You have suggested I copied your bent link, which you must have been designed based on your experiences and it will have been frustrating to have seen your design copied without any acknowledgment - hence your repetition that your design has been copied. To support your suggesting that I copied your design, which I refute - post a picture of your device. In the absence of a picture - your gentle suggestions are simply meaningless words without any substance.


In my ignorance I would have thought that a riding sail when hit by gusts of very strong wind cyclically swinging through 90 degrees would cause a yacht to both heel, from the sudden impact, and yaw, from the change in wind direction. Your experience and that pool of knowledge developed over years, no decades, seems to contradict my ignorant ideas. It would be educational to me and maybe others to learn from you. An absence of an explanation does raise questions I'm my mind - and maybe in the minds of many others. Possibly you do care the share and would rather make claims but feel unable to support your experiences and knowledge. I am sure some will not care as they don't rate riding sails (at all) - the last comment based purely on the number of yachts I see with riding sails. You, unusually, use one - widen our knowledge base.

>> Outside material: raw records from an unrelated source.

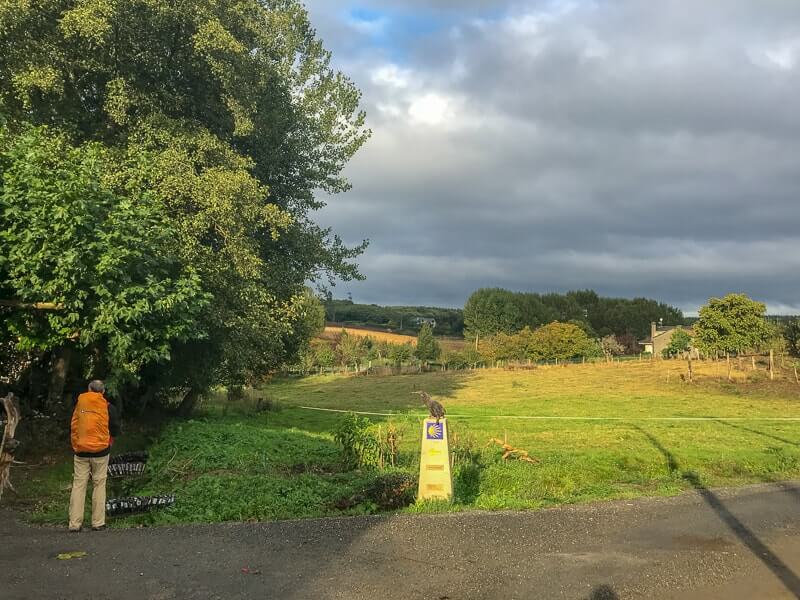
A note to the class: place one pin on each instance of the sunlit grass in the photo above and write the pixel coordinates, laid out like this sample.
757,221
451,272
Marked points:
238,461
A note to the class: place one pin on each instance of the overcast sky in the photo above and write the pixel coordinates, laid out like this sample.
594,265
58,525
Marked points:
638,148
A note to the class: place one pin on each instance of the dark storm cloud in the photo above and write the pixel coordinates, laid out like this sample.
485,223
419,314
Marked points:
634,147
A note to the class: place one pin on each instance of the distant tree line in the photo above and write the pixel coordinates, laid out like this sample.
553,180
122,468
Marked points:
449,321
490,311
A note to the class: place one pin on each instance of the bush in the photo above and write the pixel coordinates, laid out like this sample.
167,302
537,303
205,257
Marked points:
360,448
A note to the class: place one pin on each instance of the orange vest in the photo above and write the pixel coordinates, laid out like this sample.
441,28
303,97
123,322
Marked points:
89,431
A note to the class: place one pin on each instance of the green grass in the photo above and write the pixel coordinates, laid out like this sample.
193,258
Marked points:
234,463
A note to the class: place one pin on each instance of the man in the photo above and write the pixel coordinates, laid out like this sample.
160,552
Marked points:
95,423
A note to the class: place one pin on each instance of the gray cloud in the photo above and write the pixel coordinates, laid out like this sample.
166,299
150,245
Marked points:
637,148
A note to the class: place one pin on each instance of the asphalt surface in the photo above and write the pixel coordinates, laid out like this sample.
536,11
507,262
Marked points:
716,544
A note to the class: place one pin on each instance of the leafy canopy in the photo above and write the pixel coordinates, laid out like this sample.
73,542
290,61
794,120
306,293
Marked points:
192,135
427,347
734,323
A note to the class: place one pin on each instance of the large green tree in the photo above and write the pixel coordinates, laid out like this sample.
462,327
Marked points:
791,333
731,324
490,311
427,347
235,119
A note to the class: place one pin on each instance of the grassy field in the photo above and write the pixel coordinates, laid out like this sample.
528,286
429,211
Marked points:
598,432
381,336
446,343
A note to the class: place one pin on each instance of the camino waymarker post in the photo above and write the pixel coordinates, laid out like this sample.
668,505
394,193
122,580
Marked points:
435,480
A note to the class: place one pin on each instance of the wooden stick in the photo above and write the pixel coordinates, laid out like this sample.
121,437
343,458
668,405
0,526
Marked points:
11,407
31,305
771,366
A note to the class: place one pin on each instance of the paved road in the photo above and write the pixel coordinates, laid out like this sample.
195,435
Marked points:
707,544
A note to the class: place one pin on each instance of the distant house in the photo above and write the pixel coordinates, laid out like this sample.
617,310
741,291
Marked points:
660,337
420,321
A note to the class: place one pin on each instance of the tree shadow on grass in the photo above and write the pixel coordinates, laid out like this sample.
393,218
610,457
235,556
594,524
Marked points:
780,569
757,432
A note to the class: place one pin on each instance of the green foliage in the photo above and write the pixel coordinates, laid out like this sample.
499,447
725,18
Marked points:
492,311
401,353
78,229
467,358
360,447
427,347
562,341
611,347
449,321
679,343
187,159
731,324
791,333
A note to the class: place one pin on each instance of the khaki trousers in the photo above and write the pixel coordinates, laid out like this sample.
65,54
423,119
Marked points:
83,468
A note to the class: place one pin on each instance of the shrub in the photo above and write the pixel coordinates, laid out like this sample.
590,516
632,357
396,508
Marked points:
360,447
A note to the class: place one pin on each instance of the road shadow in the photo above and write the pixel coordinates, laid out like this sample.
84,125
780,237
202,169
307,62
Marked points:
757,432
780,569
603,592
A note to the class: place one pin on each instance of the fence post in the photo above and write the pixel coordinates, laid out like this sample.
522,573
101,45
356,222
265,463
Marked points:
771,366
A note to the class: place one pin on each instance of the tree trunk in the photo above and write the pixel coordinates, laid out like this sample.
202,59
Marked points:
59,369
7,442
188,403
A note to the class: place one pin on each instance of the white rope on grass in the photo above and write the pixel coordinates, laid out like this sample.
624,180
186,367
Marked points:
560,418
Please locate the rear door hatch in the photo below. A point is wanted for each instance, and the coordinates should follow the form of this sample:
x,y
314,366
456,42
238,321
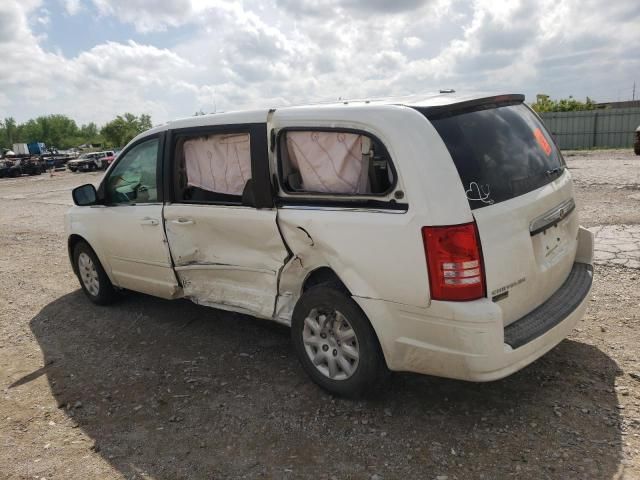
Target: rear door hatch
x,y
521,197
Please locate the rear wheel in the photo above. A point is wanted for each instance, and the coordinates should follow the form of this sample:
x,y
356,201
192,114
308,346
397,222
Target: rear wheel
x,y
335,342
93,279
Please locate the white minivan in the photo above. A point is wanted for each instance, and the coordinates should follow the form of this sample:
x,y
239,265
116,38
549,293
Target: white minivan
x,y
435,234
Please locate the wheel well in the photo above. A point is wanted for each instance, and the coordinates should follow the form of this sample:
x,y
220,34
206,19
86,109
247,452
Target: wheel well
x,y
323,275
71,245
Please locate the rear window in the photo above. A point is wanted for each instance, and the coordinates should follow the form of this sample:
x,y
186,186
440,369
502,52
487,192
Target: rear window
x,y
500,153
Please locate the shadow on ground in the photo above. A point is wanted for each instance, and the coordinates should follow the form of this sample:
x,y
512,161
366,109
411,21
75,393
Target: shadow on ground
x,y
173,390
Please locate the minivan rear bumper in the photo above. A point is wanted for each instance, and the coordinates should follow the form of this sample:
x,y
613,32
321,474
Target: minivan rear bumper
x,y
468,340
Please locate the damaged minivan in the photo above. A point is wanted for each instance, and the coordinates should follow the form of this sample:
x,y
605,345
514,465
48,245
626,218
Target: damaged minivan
x,y
434,234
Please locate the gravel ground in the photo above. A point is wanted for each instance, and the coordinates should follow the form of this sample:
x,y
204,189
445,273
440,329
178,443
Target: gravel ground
x,y
157,389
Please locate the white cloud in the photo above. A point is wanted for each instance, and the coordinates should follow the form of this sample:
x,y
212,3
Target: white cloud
x,y
412,42
275,52
72,7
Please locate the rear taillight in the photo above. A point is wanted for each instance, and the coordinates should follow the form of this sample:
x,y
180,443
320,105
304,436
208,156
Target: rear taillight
x,y
454,261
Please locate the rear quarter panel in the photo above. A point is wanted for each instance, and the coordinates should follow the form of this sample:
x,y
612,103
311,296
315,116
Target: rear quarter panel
x,y
377,254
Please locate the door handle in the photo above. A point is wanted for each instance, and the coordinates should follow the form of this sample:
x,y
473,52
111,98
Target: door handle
x,y
149,221
183,221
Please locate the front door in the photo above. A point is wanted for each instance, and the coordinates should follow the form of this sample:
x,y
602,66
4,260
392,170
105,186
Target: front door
x,y
227,252
131,223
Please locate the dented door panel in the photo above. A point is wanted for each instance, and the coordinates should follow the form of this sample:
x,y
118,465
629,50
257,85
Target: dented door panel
x,y
226,256
364,248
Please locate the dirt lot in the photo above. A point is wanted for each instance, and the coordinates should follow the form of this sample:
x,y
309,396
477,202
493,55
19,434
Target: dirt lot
x,y
156,389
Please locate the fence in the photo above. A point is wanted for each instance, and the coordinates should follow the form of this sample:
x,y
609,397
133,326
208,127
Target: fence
x,y
613,127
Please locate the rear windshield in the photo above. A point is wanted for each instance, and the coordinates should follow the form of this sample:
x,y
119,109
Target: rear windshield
x,y
500,153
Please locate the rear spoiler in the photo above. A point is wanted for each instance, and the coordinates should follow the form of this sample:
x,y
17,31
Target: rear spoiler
x,y
467,106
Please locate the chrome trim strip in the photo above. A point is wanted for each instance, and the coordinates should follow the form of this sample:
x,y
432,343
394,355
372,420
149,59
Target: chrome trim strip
x,y
552,217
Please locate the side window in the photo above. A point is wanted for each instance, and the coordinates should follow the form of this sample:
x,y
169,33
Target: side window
x,y
333,162
134,178
211,168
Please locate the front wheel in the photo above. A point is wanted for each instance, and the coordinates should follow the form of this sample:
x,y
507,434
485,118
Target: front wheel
x,y
335,342
93,279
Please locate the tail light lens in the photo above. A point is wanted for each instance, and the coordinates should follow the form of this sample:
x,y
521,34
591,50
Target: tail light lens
x,y
454,262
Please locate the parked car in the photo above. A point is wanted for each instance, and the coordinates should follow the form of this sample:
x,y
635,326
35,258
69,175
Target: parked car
x,y
435,235
91,161
8,168
31,165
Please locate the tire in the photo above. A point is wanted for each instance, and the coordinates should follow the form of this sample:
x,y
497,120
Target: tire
x,y
93,279
345,335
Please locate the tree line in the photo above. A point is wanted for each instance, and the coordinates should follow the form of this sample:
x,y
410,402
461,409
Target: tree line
x,y
544,103
61,132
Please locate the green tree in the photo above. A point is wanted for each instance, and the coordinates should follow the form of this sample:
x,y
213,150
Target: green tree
x,y
10,131
119,131
544,103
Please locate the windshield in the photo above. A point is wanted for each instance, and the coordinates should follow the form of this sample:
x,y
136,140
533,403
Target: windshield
x,y
500,153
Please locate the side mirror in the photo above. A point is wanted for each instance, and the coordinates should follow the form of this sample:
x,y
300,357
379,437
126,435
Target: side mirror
x,y
248,197
85,195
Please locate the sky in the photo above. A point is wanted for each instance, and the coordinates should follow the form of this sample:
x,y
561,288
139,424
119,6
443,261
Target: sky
x,y
95,59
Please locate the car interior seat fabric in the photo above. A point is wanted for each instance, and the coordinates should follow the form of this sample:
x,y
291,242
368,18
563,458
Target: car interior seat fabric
x,y
328,162
218,163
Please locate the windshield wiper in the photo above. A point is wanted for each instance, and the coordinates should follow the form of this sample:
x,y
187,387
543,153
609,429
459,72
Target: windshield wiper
x,y
553,171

In the spirit of PBO take the opportunity to support your comments with explanations and pictures and help us to understand.

Jonathan
Boomerangben has hit the nail on the head. We have very different boats, and different ways of achieving the same end. I do some things, like the occasional use of a riding sail, which for some reason, is utterly condemned by Jonathan, although he admits that he has no personal experience of such a sail. For the very few people who might be interested, I will probably start a new thread on the subject, as we have drifted too far.
Regarding my "bent link": in a previous discussion about the pros and cons of a swivel at an anchor, I stated that I could not see how a swivel on its own could assist with the correct orientation of the anchor when it's coming up onto the bow roller. I said that I had made up a short rod with a bend in it, with an eye at each end, shackled to my anchor, and that as soon as the bend came onto my bow roller, it automatically rotated the anchor if required. It's not exactly high tech, it's a short piece of rod or round bar, with an eye at each end, well within the skill range of many PBOs. Several people, including Jonathan, showed interest, and so I sent photos to their emails. Shortly thereafter, Jonathan replied with his take on the idea, where instead of using a rod and two eyes, he had cut a device out of solid plate. Good for him, I thought. He has since claimed that I had copied my bent link from a company called Osculati (or similar). I hadn't actually, and have since learned that they are a company supplying chandlery to largely the top end of the market, - way beyond my limited purchasing power. Far from being frustrated, I am actually delighted that others are using similar devices, and have no interest in whether they make them themselves or buy them from a supplier.